学习pytorch6 torchvision中的数据集使用

torchvision中的数据集使用

  • [1. torchvision中的数据集使用](#1. torchvision中的数据集使用)
    • 官网文档
    • [注意点1 totensor实例化不要忘记加括号](#注意点1 totensor实例化不要忘记加括号)
    • [注意点2 download可以一直保持为True](#注意点2 download可以一直保持为True)
    • 代码
    • 执行结果
  • [2. DataLoader的使用](#2. DataLoader的使用)
    • 官方文档
    • 参数解释
    • DataLoader的返回值,返回两个迭代器
    • 代码
    • 执行结果
      • [1. shuffle=False 不重新洗牌,拿到数据的顺序一致](#1. shuffle=False 不重新洗牌,拿到数据的顺序一致)
      • [2. shuffle=True 重新洗牌,拿到数据的顺序不一致](#2. shuffle=True 重新洗牌,拿到数据的顺序不一致)
      • [3. drop_last=False 不丢弃未除尽batch的样本](#3. drop_last=False 不丢弃未除尽batch的样本)

B站 小土堆 视频学习笔记

1. torchvision中的数据集使用

官网文档

注意左上角的版本

https://pytorch.org/vision/0.9/

注意点1 totensor实例化不要忘记加括号

totensor实例化不要忘记加括号,否则后面用数据集序列号的时候会报错

注意点2 download可以一直保持为True

download可以一直保持为True,下载一次后指定目录下有下载好的数据集,代码不会重复下载,也可以自己把下载好的数据集压缩包放到指定目录,代码会自动解压缩

代码

py 复制代码
from torch.utils.tensorboard import SummaryWriter
from torchvision import datasets, transforms

# 用法1
# 数据下载很慢的话 可以使用迅雷下载,属性里面可以看到迅雷是从多方下载的,速度比较快 https://www.cs.toronto.edu/~kriz/cifar-10-python.tar.gz
train_set = datasets.CIFAR10(root='./dataset', train=True, download=True)
test_set = datasets.CIFAR10(root='./dataset', train=False, download=True)
# 下载的数据集是图片类型,可以debug查看数据
print(test_set[0])  # __getitem__ return img, target
print(type(test_set[0]))
img, target = test_set[0]
print(target)
print(test_set.classes[target])
print(img)
# PIL 图片可以直接show函数展示
img.show()

# 用法2
# 将数据集批量调用transforms,使用tensor数据类型
# trans_compose = transforms.Compose([transforms.ToTensor])  # 错误写法 会导致后面报错
trans_compose = transforms.Compose([transforms.ToTensor()])
train_set2 = datasets.CIFAR10(root='./dataset', train=True, transform=trans_compose, download=True)
test_set2 = datasets.CIFAR10(root='./dataset', train=False, transform=trans_compose, download=True)
print(type(test_set2[2]))
img, target = test_set2[0]
print(target)
print(test_set2.classes[target])
print(type(img))
writer = SummaryWriter("logs")
for i in range(10):
    img_tensor, target = test_set2[i]
    writer.add_image('tensor dataset', img_tensor, i)
writer.close()

执行结果

sh 复制代码
> p11_torchvision_dataset.py
Files already downloaded and verified
Files already downloaded and verified
(<PIL.Image.Image image mode=RGB size=32x32 at 0x1CF47DA9E20>, 3)
<class 'tuple'>
3
cat
<PIL.Image.Image image mode=RGB size=32x32 at 0x1CF47DA9E20>
Files already downloaded and verified
Files already downloaded and verified
<class 'tuple'>
3
cat
<class 'torch.Tensor'>

Process finished with exit code 0

2. DataLoader的使用

官方文档

https://pytorch.org/docs/stable/data.html?highlight=dataloader#torch.utils.data.DataLoader

参数解释

Parameters:

  • dataset (Dataset) -- dataset from which to load the data.

    加载哪个数据

  • batch_size (int, optional) -- how many samples per batch to load (default: 1).

    每次拿多少数据

  • shuffle (bool, optional) -- set to True to have the data reshuffled at every epoch (default: False).
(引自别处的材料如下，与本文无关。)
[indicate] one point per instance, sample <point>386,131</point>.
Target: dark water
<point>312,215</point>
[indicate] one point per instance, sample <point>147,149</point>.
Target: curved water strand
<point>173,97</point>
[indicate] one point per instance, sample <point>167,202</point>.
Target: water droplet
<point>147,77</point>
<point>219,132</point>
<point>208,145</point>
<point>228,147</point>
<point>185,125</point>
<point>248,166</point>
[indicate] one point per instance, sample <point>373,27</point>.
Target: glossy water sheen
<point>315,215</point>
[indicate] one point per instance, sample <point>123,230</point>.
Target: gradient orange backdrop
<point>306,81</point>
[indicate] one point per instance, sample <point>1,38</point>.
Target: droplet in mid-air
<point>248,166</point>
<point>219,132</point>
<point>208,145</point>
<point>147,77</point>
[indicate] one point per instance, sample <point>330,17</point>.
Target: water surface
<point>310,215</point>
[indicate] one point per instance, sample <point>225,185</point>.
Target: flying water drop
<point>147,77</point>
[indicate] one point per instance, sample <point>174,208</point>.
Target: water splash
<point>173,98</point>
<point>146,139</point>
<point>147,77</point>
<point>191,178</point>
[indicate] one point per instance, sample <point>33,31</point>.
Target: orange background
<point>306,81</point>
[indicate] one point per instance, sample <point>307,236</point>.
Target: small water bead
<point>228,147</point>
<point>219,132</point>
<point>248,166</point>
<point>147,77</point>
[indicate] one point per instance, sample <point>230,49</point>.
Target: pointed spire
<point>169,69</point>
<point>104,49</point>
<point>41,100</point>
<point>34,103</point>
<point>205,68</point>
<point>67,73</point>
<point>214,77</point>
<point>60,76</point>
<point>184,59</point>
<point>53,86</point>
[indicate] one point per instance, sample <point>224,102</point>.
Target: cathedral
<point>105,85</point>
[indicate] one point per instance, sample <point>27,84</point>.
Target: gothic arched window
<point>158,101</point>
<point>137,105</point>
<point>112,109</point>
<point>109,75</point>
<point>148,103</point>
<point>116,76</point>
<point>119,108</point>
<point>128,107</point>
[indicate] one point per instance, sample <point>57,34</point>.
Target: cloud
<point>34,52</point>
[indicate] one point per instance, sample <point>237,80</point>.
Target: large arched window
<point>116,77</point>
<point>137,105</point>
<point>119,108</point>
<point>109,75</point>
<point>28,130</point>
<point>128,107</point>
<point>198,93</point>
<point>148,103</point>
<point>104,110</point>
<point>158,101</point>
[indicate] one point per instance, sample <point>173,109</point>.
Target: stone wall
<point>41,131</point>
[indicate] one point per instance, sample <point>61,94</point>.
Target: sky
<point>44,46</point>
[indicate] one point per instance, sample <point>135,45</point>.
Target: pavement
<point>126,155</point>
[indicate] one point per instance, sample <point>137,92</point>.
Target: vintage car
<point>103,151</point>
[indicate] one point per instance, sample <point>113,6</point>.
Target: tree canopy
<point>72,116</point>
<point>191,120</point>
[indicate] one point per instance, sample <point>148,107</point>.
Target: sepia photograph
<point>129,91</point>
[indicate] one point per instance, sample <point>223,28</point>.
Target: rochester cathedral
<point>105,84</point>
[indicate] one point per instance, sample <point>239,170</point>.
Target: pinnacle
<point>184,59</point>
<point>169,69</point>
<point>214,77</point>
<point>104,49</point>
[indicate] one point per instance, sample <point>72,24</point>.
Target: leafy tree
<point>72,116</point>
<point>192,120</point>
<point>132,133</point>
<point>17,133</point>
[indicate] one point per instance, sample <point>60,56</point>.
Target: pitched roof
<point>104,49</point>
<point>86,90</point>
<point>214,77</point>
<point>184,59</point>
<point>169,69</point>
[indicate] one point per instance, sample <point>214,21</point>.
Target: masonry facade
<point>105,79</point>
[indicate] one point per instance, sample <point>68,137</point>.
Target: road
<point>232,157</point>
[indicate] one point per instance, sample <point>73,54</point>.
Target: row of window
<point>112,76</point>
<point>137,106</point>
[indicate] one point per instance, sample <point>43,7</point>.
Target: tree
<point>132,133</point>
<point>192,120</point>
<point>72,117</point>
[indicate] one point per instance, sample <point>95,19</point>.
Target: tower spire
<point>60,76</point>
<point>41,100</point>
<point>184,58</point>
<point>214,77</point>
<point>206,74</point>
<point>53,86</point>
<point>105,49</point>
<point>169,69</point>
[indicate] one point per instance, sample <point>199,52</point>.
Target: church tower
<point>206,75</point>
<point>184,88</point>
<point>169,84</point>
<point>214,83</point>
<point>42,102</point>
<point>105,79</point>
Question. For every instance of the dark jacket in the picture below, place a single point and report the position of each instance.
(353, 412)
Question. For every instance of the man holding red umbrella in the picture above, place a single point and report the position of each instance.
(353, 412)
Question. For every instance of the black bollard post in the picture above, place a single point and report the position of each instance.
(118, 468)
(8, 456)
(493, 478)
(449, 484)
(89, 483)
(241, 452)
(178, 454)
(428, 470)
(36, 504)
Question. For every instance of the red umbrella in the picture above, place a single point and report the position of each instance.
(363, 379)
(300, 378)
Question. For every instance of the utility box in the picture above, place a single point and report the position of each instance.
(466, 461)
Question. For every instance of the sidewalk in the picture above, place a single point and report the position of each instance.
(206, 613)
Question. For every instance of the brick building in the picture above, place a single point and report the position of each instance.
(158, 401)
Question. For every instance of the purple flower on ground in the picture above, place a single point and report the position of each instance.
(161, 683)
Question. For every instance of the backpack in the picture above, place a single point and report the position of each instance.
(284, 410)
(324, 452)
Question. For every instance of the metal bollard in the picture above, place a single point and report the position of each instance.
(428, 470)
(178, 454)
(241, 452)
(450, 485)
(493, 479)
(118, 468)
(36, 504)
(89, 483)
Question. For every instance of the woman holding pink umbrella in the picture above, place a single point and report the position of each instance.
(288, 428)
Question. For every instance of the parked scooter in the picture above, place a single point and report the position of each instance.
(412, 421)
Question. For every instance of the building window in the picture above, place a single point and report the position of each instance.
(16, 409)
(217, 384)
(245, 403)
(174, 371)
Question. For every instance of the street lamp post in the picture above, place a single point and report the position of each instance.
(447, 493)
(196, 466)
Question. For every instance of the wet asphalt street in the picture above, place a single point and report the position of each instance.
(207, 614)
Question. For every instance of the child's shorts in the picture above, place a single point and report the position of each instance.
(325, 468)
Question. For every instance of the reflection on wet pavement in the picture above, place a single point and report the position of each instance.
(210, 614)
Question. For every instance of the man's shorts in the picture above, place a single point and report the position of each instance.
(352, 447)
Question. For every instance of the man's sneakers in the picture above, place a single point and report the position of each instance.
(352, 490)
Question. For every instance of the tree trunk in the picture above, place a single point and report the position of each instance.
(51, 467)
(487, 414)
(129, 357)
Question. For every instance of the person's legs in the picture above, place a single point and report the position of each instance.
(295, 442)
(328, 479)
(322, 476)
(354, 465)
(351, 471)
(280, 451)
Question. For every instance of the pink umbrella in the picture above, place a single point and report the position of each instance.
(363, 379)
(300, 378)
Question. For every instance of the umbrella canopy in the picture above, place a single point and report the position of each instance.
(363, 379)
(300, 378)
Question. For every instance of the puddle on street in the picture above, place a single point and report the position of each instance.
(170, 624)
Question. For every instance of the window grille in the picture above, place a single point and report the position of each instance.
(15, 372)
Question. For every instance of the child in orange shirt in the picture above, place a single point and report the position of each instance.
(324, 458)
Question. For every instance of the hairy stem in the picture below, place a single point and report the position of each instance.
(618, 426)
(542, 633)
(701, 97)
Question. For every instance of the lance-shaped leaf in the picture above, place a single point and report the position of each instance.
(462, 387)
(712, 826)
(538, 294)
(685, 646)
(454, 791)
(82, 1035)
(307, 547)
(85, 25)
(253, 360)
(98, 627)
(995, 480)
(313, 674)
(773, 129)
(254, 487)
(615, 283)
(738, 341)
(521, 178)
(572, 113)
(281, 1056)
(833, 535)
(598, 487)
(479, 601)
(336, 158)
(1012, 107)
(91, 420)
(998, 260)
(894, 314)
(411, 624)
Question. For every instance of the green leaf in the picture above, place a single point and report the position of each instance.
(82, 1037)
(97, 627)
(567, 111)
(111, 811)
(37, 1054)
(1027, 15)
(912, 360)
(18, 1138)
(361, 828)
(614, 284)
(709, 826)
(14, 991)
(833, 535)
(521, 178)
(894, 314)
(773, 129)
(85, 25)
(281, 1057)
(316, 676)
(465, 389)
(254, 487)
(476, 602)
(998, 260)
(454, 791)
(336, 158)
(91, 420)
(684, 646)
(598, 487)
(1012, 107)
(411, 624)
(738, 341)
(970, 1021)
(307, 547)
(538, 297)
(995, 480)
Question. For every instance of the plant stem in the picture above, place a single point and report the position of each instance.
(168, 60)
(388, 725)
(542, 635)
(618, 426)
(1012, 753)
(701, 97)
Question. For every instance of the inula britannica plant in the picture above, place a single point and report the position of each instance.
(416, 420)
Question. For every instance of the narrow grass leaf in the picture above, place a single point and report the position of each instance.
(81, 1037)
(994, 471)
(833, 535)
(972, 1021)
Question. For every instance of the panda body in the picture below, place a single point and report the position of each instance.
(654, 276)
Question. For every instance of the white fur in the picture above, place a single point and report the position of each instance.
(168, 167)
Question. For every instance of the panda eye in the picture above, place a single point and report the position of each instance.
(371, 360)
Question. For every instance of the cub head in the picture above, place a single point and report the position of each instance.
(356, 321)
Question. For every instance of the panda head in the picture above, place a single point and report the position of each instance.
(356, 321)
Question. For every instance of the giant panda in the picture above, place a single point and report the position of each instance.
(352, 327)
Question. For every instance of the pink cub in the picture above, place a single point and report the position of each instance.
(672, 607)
    当设置为False,则两次拿的数据都是一样的【相当于设置了随机数种子】,当设置为True,则每次拿的数据不一样

  • sampler (Sampler or Iterable, optional) -- defines the strategy to draw samples from the dataset. Can be any Iterable with len implemented. If specified, shuffle must not be specified.

  • batch_sampler (Sampler or Iterable, optional) -- like sampler, but returns a batch of indices at a time. Mutually exclusive with batch_size, shuffle, sampler, and drop_last.

  • num_workers (int, optional) -- how many subprocesses to use for data loading. 0 means that the data will be loaded in the main process. (default: 0)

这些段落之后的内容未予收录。